Elizabeth, our housekeeper, injured her ankle almost two months ago. She was crossing a ditch at the market, walking on a plank that had been laid across it. The plank broke and she fell a couple of feet onto the uneven dirt. Her son Godswill, held on her back by the usual fabric wrap, was lucky not to be hurt.

I found out about the incident a couple weeks afterward when I called Elizabeth to ask why she hadn’t been coming by the house to clean. I said, “Elizabeth, we haven’t been seeing you recently.”

“Oh, Brother Jake, I’m sorry I haven’t been coming. I broke my leg."

“Oh, Elizabeth! What happened?”

“I was at market and I fell inside a ditch.”

“Oh! I’m so sorry. Have you seen a doctor?”

“Yes, I went to hospital.”

“And the doctor told you your leg is broken?”

“Yes. He said I have twist it near the foot.”

“Oh, so it is twisted. But is the bone broken?”

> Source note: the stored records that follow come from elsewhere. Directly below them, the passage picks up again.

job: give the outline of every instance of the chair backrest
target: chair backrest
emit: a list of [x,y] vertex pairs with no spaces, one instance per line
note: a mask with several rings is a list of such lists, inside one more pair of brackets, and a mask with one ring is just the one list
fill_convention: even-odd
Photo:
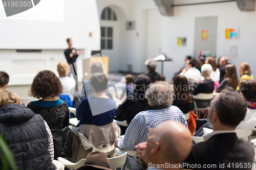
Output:
[[242,138],[251,135],[252,129],[236,129],[235,131],[237,133],[238,137],[240,138]]
[[125,126],[126,127],[128,126],[128,124],[127,123],[126,120],[125,120],[124,121],[119,121],[113,119],[113,121],[115,122],[118,125]]
[[115,149],[116,153],[119,154],[119,156],[113,157],[108,158],[109,162],[110,162],[110,168],[112,169],[117,169],[125,163],[125,161],[127,156],[127,152],[123,152],[120,151],[119,148],[116,148]]
[[76,127],[78,123],[78,120],[77,120],[77,118],[76,117],[71,118],[69,119],[69,125],[72,125],[73,127]]
[[69,111],[76,115],[76,109],[73,107],[69,107]]
[[[204,134],[207,134],[213,132],[213,130],[206,128],[203,128],[204,131]],[[235,130],[237,133],[237,135],[240,138],[245,137],[247,137],[251,135],[252,132],[252,129],[251,128],[244,128],[244,129],[236,129]]]
[[58,161],[62,163],[65,166],[74,169],[79,168],[81,166],[83,166],[86,162],[86,159],[82,159],[76,163],[73,163],[65,158],[61,157],[58,158]]
[[189,118],[189,116],[190,115],[190,112],[189,112],[188,113],[185,113],[184,114],[185,117],[186,118],[186,120],[187,120],[188,118]]
[[[108,158],[110,163],[110,168],[112,169],[117,169],[123,165],[125,163],[127,156],[127,152],[123,152],[118,148],[116,148],[115,151],[118,154],[118,156],[115,157]],[[86,159],[82,159],[76,163],[72,163],[63,158],[58,158],[58,161],[65,166],[74,169],[76,169],[83,166],[86,162]]]
[[65,166],[61,162],[57,160],[54,160],[52,161],[52,163],[56,166],[56,170],[64,170],[65,168]]
[[211,93],[199,93],[194,96],[194,99],[196,100],[211,100],[214,99],[214,94]]
[[191,136],[192,139],[195,140],[196,143],[202,142],[204,141],[204,138],[203,136]]

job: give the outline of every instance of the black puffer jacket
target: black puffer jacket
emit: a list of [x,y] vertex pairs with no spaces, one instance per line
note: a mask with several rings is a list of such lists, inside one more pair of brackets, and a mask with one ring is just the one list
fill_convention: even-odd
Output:
[[19,169],[55,169],[41,115],[23,105],[6,105],[0,109],[0,133],[12,151]]

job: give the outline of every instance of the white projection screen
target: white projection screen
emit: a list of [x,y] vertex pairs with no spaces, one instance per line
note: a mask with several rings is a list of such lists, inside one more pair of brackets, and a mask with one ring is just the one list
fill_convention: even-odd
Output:
[[65,49],[69,37],[77,48],[84,48],[86,5],[84,0],[40,0],[7,17],[0,1],[0,49]]

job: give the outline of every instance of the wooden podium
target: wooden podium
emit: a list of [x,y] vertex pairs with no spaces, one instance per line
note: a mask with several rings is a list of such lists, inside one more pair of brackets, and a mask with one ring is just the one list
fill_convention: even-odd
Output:
[[109,73],[109,57],[91,57],[82,60],[83,78],[82,81],[90,79],[91,74],[91,66],[95,62],[99,62],[102,64],[104,74],[108,75]]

“Yes, the bone is not broken.”

We had reached the limit of our ability to communicate over the phone. Elizabeth said she would come the following Monday and tell me the whole story then.

When I came home from work that day I found her sitting on the front porch of the house. Her left leg was extended awkwardly in front of her, swollen below the knee and wrapped tightly in an Ace bandage from the shin down to the foot. She wore her usual wide smile and greeted me kindly. As we talked she described the accident and her visit to the hospital. The doctor had recommended she seek treatment at an herbal clinic. There they put her on a one-month regimen of weekly checkups and daily applications of a topical cream to the affected ankle. The cost was GHC 60, about half her monthly salary.

Elizabeth wasn’t told what was in the cream, but it seemed to be a mild analgesic. Patients at herbal clinics are rarely allowed to know what medicines they are taking, since most of them could be acquired much more cheaply at a local market.

There were good days and bad days. Sometimes her leg seemed normal and wasn’t painful or sore at all; other times, when it was swollen, she was forced to walk tenderly on it. She unwrapped it and rewrapped it tighter. On these days she sometimes described pain coming “from inside,” pointing just above her ankle. Through the ordeal she was convinced that the treatment was helping, though, and that she was getting better. She wanted to sign on for another month of the regimen, but didn’t have the money for it.

Last Monday her leg looked worse than ever, and I asked her to tell me again about her initial visit to the hospital. Now she said she had been x-rayed and that the doctor had first recommended a cast. Only when she refused did he refer her to the herbal clinic. I asked, “Why didn’t you want to have a cast?”

“Oh, Brother Jake, if I get POP [a plaster of Paris cast] then my leg would be too big. I could not put a slipper on this one foot. And I could not go to church wearing only one slipper.”